During the first timesteps the spikes are the same but then there are these differences in the timesteps that the spikes are generated. In most cases the generated spikes differ by 1 timestep. Running NEURON
with 36 MPI ranks
and 1 thread
generates the same spikes with 1 MPI rank
and 36 threads
.
The other issue is with the spikes generated by CoreNEURON
. In all of the above cases CoreNEURON
generates the same spikes with NEURON
in the beginning but then after a timestep spikes start to shift in time. For example:
bash-4.2$ srun -n 4 ./x86_64/special -mpi -c use_coreneuron=1 -c nthread=9 -c mytstop=100 init.hoc
bash-4.2$ sort -n -k'1,1' -k2 < out.dat | awk 'NR==1 { print; next } { printf "%.3f\t%d\n", $1, $2 }' > out4.cn.sorted
bash-4.2$ sdiff -s out4.sorted out4.cn.sorted
bash-4.2$ sdiff -s out4.sorted out4.cn.sorted | more
> 5.900 160
> 6.050 176
> 6.050 180
6.750 160 <
6.750 176 <
6.825 180 <
6.925 188 <
> 6.950 188
6.975 168 <
> 7.000 168
> 7.375 287
7.400 287 <
> 7.550 290
7.575 290 <
...
I am using my fork of nrntraub
and the branch icei
from here which includes the change in the delay and allows the selection of the number of threads
when more than 1 MPI ranks
are used.
Are the issues mentioned before related to the thread implementation or there is something going on with the test?

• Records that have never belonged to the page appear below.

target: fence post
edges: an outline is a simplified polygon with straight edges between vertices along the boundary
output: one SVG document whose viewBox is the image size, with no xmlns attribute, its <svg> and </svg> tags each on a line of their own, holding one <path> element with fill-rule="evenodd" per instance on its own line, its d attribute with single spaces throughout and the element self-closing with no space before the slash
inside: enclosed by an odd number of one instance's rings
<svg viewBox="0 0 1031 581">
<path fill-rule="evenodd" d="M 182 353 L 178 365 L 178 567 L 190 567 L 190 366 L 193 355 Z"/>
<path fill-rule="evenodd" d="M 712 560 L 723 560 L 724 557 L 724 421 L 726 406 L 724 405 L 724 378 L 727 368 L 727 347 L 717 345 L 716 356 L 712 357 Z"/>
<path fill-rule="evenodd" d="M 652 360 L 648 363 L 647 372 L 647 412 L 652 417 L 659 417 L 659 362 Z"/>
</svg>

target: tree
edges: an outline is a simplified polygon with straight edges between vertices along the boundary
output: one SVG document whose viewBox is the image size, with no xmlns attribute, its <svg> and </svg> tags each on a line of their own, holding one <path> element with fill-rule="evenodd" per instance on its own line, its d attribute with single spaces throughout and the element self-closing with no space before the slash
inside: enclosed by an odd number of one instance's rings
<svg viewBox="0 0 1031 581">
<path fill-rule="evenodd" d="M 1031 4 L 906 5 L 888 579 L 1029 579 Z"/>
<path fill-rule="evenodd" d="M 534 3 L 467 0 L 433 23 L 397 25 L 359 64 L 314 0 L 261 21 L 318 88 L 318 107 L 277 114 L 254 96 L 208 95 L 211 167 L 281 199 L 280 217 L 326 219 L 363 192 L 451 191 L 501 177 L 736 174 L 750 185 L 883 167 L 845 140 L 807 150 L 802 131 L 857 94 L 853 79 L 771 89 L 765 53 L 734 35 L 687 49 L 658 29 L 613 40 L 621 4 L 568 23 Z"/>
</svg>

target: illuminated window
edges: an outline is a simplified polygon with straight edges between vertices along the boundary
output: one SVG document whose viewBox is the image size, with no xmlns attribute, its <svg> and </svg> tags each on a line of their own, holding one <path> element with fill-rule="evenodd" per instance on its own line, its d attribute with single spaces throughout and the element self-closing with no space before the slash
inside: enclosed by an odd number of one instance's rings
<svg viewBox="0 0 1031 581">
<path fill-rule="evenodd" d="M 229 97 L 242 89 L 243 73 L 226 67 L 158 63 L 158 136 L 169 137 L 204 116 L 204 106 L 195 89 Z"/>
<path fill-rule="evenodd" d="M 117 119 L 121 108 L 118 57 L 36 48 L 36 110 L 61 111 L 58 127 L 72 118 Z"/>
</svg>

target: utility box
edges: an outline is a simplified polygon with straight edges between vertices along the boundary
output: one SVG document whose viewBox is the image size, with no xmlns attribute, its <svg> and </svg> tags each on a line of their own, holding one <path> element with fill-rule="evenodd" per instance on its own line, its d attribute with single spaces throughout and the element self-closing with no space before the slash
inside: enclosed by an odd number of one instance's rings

Any help would be greatly appreciated.
Thank you very much, Ioannis
@nrnhines : Similar to olfactory bulb model, do you think the above described issue might be with the model itself? In that case I will go ahead and use whatever baseline model provide with X mpi ranks and Y threads per mpi thread.
Discrepancies between NEURON and CoreNEURON in this situation are presumptively bugs. I assume there is no intra-NEURON or intra CoreNEURON differences on this time scale with different nhost and nthread.